«Luke ne peut pas passer du côté obscur de la Force, papa!» D'ordinaire, à pareille heure, ils sont à moitié endormis et mutiques, abandonnés à leurs rêveries matinales. Pas ce matin-là.

Je les avais piqués au vif, sans le vouloir, en route vers l'école. Je le voyais à leurs bras basculant vers moi, les mains ouvertes en signe de désarroi, bouches béantes et visages interloqués dans le rétroviseur.

J'avais vu la veille au cinéma la dernière bande-annonce du nouveau Star Wars - The Force Awakens. Avec ce personnage de triste sire, au masque noir et à la voix caverneuse rappelant vaguement Darth Vader. Son nom: Kylo Ren, un corsaire de l'espace (à ne pas confondre avec Rilo Kiley, band de rock indie californien).

«Je vais terminer ce que tu as entrepris», dit-il de sa voix d'outre-tombe en s'adressant à une précieuse relique: le casque abîmé - comme s'il avait été laissé longtemps trop près d'un calorifère - du Seigneur noir des Sith autrefois connu sous le nom d'Anakin Skywalker (alias Darth Vader, et accessoirement père de Luke Skywalker, pour ceux qui s'y perdent dans la généalogie de la célèbre saga intergalactique créée par George Lucas).

Sans anticiper leur vive réaction, j'avais fait part aux garçons de «ma» théorie sur le destin du plus-tout-à-fait-jeune Skywalker dans l'épisode VII de la série, faisant écho à une rumeur propagée sur le web depuis des mois. Une rumeur pour moi. Pour eux, rien de moins qu'une hérésie...

Le personnage de Luke Skywalker n'apparaît ni dans les bandes-annonces ni sur aucune affiche de The Force Awakens, dont l'action se déroule une trentaine d'années après The Return of the Jedi, dernier film de la trilogie originale que j'ai vu au cinéma à l'âge de 10 ans. C'est tout juste si l'on entend la voix de Luke dans une bande-annonce, philosophant sur la Force, feu son Lord de père et sa princesse de soeur.

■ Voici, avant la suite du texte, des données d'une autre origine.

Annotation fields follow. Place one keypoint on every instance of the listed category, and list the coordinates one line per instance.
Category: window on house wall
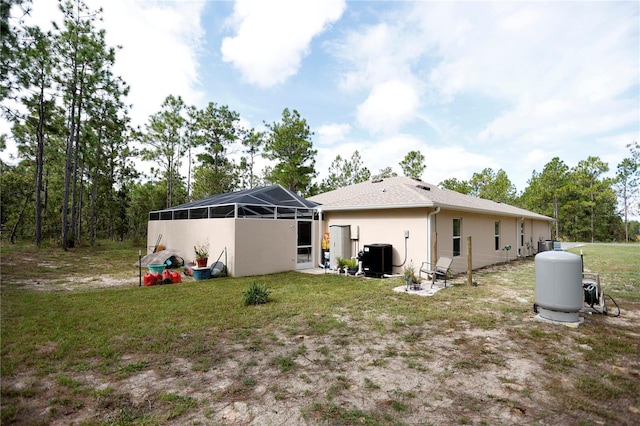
(457, 237)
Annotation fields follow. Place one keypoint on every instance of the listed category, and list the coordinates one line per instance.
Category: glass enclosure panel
(304, 233)
(180, 214)
(286, 213)
(305, 214)
(201, 213)
(221, 212)
(257, 212)
(304, 249)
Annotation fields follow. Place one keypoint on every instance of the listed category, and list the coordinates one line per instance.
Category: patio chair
(441, 269)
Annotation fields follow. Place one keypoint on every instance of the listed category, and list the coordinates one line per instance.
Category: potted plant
(351, 265)
(340, 264)
(202, 254)
(410, 278)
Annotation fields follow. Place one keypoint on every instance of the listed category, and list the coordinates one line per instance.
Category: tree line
(77, 174)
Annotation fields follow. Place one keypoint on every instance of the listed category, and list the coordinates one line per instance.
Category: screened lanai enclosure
(255, 231)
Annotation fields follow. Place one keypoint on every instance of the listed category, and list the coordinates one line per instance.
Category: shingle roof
(405, 192)
(274, 195)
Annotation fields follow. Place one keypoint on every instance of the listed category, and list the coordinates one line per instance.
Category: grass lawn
(82, 343)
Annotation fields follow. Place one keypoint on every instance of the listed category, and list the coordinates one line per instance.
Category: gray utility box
(376, 260)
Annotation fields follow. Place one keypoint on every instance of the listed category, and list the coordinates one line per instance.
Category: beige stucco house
(254, 231)
(422, 222)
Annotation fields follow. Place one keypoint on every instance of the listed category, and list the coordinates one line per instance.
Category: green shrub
(256, 294)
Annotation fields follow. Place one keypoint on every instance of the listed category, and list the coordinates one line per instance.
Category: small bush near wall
(256, 294)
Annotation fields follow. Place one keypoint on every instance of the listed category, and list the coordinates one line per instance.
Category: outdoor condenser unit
(376, 260)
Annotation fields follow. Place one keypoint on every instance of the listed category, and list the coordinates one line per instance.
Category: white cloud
(272, 37)
(388, 107)
(160, 45)
(330, 134)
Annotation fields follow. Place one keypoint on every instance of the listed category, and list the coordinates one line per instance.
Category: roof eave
(431, 205)
(374, 207)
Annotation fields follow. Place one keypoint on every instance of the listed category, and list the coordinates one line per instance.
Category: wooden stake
(469, 262)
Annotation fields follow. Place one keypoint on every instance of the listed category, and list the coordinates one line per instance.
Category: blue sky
(505, 85)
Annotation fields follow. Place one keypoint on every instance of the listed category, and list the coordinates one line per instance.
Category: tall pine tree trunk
(39, 166)
(67, 177)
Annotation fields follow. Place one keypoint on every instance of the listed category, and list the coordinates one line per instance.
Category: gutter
(430, 234)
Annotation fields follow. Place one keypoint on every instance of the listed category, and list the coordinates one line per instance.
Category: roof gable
(405, 192)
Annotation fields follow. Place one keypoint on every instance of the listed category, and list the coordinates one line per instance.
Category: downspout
(429, 233)
(518, 236)
(319, 242)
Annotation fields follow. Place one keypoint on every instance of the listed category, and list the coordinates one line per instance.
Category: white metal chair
(441, 269)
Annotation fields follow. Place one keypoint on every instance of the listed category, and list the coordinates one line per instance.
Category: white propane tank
(559, 285)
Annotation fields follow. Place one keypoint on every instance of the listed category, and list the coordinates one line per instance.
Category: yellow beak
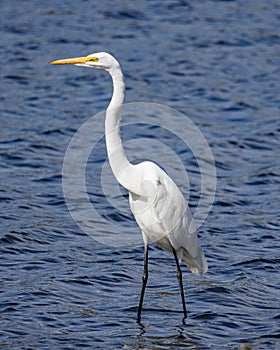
(76, 60)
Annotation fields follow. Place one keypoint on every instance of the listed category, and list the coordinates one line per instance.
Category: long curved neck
(119, 163)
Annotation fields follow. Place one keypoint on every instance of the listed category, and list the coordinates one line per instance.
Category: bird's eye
(93, 59)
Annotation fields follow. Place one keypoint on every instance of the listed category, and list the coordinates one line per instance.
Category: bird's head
(100, 60)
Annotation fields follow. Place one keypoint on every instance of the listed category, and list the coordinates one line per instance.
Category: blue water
(215, 61)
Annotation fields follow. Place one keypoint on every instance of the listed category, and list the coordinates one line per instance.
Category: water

Or, le nom de Mark Hamill, l'acteur qui incarne Luke Skywalker, se retrouve bel et bien au générique du film, entre ceux de Harrison Ford (Han Solo, mon préféré) et de Carrie Fisher (la princesse Leia), que l'on voit et sur l'affiche et dans les bandes-annonces.

Il n'en fallait pas davantage pour que les fans de la première heure (j'en suis) en concluent que Luke, tiraillé depuis toujours entre le blanc cassé et le noir, sa conception du bien et ses pulsions de vengeance, a sombré depuis son dernier party d'Ewoks du côté obscur de la Force.

Dans leur duel ultime, Vader l'y avait convié. Comme un père proposant à son fils, son MBA (de Jedi) terminé, d'intégrer l'entreprise familiale de portes et fenêtres à titre de vice-président des ventes régionales...

Luke, qui a sauvé son propre père des griffes de l'Empire juste avant sa mort (en dévoilant sous son casque de vilains problèmes d'eczéma et un teint terriblement blafard), aurait-il à son tour viré capot? Le ténébreux Kylo Ren serait-il, sous une couche de polymère thermoplastique, nul autre que... Luke Skywalker? Nooooooooon!

Je connais deux «Star Wars Kids» de 9 et 11 ans qui refusent d'y croire.